The Data Driven approach suggest to 1) instrument the code such that the service log all the important events including failure events, and 2) mine the log data that the service generates to asses quality.

Using the appropriate tools, we can analyze the data that’s coming from our preproduction and production environments to generate charts that look like this:

image

If we can ship new bits to our preproduction environment frequently enough (say every day), we can use the analysis results to decide if the bits are quality enough to go to production. 

Canary Deployment

Canary deployment is about deploying new code to a small sub-set of the machines in production, verifying that the the new bits didn’t cause regression (functionality and performance), and slowly increasing the exposure of the bits to the rest of the machines in production.

By limiting the exposure to the new bits, we can minimize the impact of failures and can afford to release new bits with less up-front testing.

image

Controlled Test Flight

With Controlled Test Flight, we separate the the users to two or more groups, and assign a ‘flight’ to each group via configuration. When a user issue a request, the service may route the user to a different experience depending on the flight to which to user is assigned.

Controlled Test Flight can help to validate that a new code works well in production, without exposing all the users to the new code.

Controlled Test Flight is often used in combination with Canary Deployment. We use Canary Deployment to deploy new bits to sub-set of the machines, and we use Controlled Test Flight to route only test users to the new bits. We trigger the important scenario using the test users and verify that the new bits work as expected. If the new bits work as expected (the Canary didn’t die…), we release the bits to the rest of the machines and complete the experiment.

image

A/B Testing (Experimentation for Design)

A/B Testing is very similar to Controlled Test Flight in the sense that in both we divide the users to groups and present each group with a different experience. The difference is in the intent. With Controlled Test Flight we try to verify that our new bits work as expected.
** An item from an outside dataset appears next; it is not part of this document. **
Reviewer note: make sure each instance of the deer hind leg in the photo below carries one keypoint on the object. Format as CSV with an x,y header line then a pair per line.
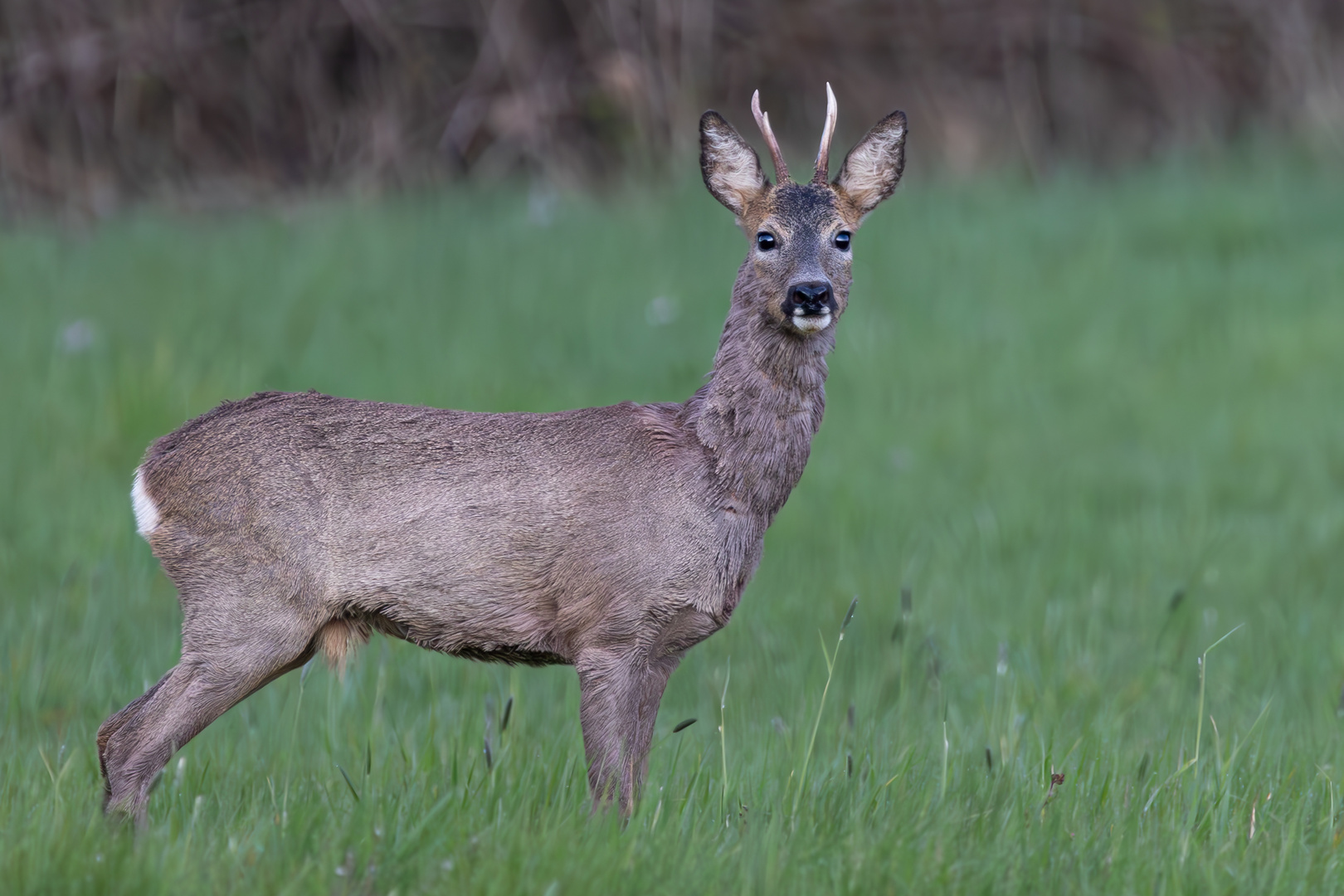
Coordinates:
x,y
619,703
216,674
Essentially we check if we built it right. With A/B Testing we experiment with multiple experiences in order to make sure that we build the right thing.

With A/B Testing we divide the users to two groups. We present each group with a different experience, analyze user interaction patterns for each experiment, and based on the results, we pick the best experience. Using this system we detect ineffective features and can cut our losses early, and we can detect successful features and increase the investment accordingly.
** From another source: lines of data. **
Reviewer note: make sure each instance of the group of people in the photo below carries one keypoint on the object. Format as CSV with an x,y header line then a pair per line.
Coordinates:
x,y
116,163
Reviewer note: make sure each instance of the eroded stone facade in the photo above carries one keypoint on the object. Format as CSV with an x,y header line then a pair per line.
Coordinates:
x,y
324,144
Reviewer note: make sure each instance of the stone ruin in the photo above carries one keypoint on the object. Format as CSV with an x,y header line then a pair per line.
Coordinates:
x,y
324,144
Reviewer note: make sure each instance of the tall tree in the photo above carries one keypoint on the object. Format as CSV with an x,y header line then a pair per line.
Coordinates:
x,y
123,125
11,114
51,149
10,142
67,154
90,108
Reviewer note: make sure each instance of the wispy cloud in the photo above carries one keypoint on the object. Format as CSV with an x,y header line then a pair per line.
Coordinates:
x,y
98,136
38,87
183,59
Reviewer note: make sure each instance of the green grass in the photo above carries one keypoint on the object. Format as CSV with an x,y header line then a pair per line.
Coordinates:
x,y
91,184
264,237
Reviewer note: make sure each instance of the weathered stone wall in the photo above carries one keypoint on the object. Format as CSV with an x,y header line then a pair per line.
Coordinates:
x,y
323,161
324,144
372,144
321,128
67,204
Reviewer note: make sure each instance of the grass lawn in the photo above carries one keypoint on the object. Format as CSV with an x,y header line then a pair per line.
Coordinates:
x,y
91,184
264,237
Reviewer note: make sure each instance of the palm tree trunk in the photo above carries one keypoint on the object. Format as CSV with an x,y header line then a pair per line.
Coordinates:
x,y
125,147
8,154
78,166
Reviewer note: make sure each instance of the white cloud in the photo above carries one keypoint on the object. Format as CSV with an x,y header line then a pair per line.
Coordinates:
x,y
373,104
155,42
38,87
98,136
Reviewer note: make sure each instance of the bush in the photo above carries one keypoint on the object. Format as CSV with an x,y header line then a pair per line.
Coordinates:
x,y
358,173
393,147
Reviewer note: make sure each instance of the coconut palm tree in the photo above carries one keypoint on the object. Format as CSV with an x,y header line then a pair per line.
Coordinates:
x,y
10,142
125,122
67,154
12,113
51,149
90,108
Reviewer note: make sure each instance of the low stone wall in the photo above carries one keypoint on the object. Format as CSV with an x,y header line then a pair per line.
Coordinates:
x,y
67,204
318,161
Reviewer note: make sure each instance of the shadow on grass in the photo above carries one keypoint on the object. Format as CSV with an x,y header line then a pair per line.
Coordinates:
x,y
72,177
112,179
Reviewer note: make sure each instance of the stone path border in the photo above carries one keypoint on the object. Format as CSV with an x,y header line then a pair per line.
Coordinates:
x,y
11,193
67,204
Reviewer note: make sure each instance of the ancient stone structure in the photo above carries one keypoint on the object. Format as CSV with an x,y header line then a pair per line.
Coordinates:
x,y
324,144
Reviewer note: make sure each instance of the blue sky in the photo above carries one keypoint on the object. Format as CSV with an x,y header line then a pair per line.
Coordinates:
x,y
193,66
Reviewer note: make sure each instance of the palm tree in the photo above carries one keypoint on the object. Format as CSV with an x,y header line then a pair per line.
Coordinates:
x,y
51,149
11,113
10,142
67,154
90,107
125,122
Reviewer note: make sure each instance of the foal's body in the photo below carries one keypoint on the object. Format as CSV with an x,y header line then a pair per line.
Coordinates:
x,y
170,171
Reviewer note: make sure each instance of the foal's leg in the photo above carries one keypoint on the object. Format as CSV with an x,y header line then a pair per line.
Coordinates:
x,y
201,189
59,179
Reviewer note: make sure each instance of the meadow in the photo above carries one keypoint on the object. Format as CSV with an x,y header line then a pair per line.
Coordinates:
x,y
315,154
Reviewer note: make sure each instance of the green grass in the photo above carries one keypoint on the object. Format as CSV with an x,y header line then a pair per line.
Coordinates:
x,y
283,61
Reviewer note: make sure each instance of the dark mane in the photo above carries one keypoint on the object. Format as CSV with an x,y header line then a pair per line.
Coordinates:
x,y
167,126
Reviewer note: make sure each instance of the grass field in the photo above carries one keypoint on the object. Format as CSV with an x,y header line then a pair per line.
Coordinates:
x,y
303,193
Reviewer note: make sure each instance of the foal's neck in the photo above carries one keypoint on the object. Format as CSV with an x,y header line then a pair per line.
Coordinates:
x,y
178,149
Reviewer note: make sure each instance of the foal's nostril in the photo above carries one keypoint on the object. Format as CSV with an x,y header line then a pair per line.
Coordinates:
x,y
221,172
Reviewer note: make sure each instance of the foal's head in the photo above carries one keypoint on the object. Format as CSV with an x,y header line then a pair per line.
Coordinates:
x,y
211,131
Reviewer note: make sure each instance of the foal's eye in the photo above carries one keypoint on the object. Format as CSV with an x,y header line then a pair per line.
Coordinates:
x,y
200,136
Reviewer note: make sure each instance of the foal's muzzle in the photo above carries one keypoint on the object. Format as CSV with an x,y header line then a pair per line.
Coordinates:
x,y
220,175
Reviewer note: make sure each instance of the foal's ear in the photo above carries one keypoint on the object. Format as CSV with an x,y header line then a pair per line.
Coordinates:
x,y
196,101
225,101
In the example bellow we try to calculate which user experience will yield more signups. We present 50% of the users with UI in which the Signup button is in the right hand side. The remaining 50% will see UI in which the Signup button is in the left hand side. We run the experiment for a week. We calculate the click rate for each UI and based on the results we choose the UI that yielded more clicks.

image

Synthetic Transaction Monitoring

Synthetic tests are automated tests running against the production instances. Synthetic tests can be divided to two groups. API Tests and User Scenario Tests.

API Tests usually run against every component that expose public API. If the example bellow, the service can be used via PowerShell, that calls region wide API managed by Azure Traffic Manager. Traffic Manager will route the request to one of the FE services. The latter will use an Highly Available Table Store service.

Since each one of the layers expose public API, we will run Synthetic Tests against each API. This way, in case of a failure that surface in the upper layer, we will be able to peel the onion and find the faulty layer.

image

User Scenario Tests are about testing the service though the same interfaces used by the users. If the users interact with the service via Browser, we will run the tests via Browser, etc.

image

Even for mature services where the important scenarios are already triggered by real users, Synthetic Tests are useful for triggering new scenario that are not yet discoverable by real users. In addition, they keep the service busy when there’s low engagement form real users.